Именно поэтому окруженность и обладание предмета­ми частного быта — крайним случаем каковых является коллекционерство — суть столь же необходимое, сколь и нереальное измерение нашей жизни; они столь же необхо­димы, как сновидения. Говорят, что если бы можно было в порядке эксперимента помешать кому-либо видеть сны, то от этого очень быстро возникли бы тяжелые психические расстройства. Несомненно и то, что если бы можно было отнять у кого-либо такое регрессивное бегство через игру обладания, не дать ему обращать к себе самому свой соб­ственный управляемый дискурс, раскладывать себя по клет­кам парадигмы вещей, то расстройство последовало бы столь же неотвратимо. Мы не можем жить в абсолютной единич­ности, в той необратимости, знаком которой является мо­мент рождения. Отрешиться от этой необратимости, устрем­ленной от рождения к смерти, помогают нам вещи.

108

Разумеется, подобное равновесие невротично, подобное средство от страха регрессивно — ведь объективно время все-таки необратимо, и оно увлекает за собой даже сами вещи, что призваны защищать нас от него; разумеется, подобный дискрет­ный механизм самозащиты вещами сам постоянно оказывает­ся под угрозой, поскольку мир и люди континуальны. Но воз­можно ли здесь говорить о нормальности или аномалии? Укрытость в замкнутой синхронии можно считать отрицанием реальности и бегством от нее, имея в виду, что вещь получает ту психическую нагрузку, которую «должны были» взять на себя отношения с людьми, — но именно такой ценой вещи и полу­чают свою огромную регулятивную силу. Ныне, когда исчезают религиозные и идеологические инстанции, нашим единствен­ным утешением остаются вещи; это бытовая мифология, в ко­торой гасится наш страх времени и смерти.
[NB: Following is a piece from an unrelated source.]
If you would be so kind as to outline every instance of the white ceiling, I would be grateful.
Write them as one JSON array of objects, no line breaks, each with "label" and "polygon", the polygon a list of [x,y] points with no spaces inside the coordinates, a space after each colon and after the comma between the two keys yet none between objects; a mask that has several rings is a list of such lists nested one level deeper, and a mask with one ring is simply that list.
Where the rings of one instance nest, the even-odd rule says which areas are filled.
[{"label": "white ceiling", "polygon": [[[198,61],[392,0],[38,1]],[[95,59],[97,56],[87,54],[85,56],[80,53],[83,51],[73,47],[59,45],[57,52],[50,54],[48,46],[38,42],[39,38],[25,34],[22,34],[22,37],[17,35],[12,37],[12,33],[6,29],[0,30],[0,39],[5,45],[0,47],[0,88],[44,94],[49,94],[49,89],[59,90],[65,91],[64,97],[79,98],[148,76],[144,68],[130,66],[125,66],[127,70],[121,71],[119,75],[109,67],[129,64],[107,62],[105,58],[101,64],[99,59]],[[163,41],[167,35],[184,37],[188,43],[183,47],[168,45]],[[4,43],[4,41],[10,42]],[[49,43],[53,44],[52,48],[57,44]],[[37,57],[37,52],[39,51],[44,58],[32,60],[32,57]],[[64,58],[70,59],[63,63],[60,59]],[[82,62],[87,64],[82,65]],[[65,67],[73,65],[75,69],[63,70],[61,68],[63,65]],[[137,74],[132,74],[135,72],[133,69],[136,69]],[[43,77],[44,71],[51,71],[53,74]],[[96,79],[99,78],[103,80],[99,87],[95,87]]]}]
Не будем здесь касаться стихийной мифологии, соглас­но которой человек продолжается, переживает сам себя в своих вещах. Процесс укрывания заключается не в том, что мы обретаем бессмертие, вечность, посмертную жизнь в отражающей нас вещи (в глубине души человек никогда в это и не верил), а в более сложной игре, обеспечивающей «вторичную утилизацию» рождения и смерти в системе ве­щей. Вещи дают человеку уверенность не в посмертной жиз­ни, а в том, что он уже теперь постоянно и циклически-кон­тролируемо переживает процесс своего существования, а тем самым символически преодолевает это реальное существова­ние, неподвластное ему в своей необратимой событийности.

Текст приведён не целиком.